The result, Maas said, is that ultra-informed consumers have "adjusted the burden to the salesperson on the sales lot. In some cases, (the customer) is more knowledgeable than the salesperson."

That’s something Copeland wanted to see more balanced.

“With the tablets our sales people can easily appraise cars for trade-in, search around the country for the exact car the customer wants in other dealers’ inventory, and even pull up crash ratings and other information on the competition right there in the lot,” she said.

Even her service team leverages technology for more transparent interaction. Rather than someone simply looking under the hood, customers’ cars are connected to a laptop that presents them with a complete report on the condition of their car.
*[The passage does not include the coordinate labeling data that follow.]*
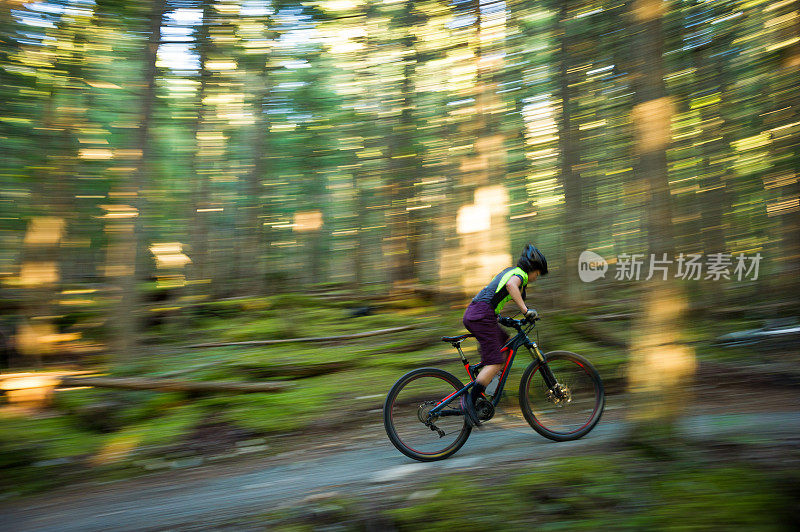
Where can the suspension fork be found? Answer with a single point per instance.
(547, 374)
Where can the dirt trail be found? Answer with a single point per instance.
(363, 463)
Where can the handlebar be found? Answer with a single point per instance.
(516, 324)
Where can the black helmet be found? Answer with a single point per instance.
(532, 259)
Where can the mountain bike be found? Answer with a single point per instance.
(560, 395)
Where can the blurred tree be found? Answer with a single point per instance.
(661, 367)
(569, 161)
(126, 221)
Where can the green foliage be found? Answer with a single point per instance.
(608, 492)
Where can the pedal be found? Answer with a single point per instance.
(436, 429)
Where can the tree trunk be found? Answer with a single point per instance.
(126, 222)
(569, 145)
(660, 365)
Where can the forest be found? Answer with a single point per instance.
(183, 179)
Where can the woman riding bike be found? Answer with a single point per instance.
(481, 316)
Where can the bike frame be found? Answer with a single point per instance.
(512, 346)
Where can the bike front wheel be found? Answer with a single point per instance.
(408, 425)
(570, 409)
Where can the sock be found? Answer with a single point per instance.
(477, 390)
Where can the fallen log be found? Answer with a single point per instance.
(135, 383)
(310, 339)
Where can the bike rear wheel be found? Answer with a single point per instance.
(570, 411)
(405, 415)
“Customers can make decisions about what service needs to be done without worrying that someone is trying to sell them something they don’t need,” says Copeland.

Fiat of Austin is part of the Nyle Maxwell Auto Group of dealerships and when their Dell sales representative, Gabe McGuinness, began working with their IT Director Jimmy Oliver, he says “[Oliver] mentioned that he didn’t want customers to come back to the salesperson’s desk and have to stare at the back of a big monitor. With the tablet solution their employees are able to walk the lot and take their tablets with them on test-drives, then return to their desktop docking stations to close deals.”

Fiat of Austin are the first dealership in Nyle Maxwell Auto Group to have the tablet set-up, although the others are anticipated to follow the lead.

Initially, employees were bringing their own devices, Copeland said, but concerns about security and a desire to make technical support easier led them to invest in the mobile solution when they began to set up their new location.

“Having worked with many dealerships across the country, I think it is fitting that we have one of the most technologically forward-thinking groups right here in our backyard,” McGuiness says.” Most dealers are just concerned with the bottom line, but they really want to invest in technology that empowers their salespeople to include their customers in the buying process as much as possible.”

It’s a strategy that seems to be paying off.

Fiat of Austin was the first Fiat dealer in the United States to sell 100 cars in a month which brought them to the attention of Chrysler Group LLC chairman and CEO Sergio Marchionne who visited the dealership in June 2012.

And they’ve since broken that record!

I won’t try to say Dell technology is entirely responsible for that success, but I’m proud to know that our solutions are providing them with the tools that let them make the connection with their customers that ultimately drives their business.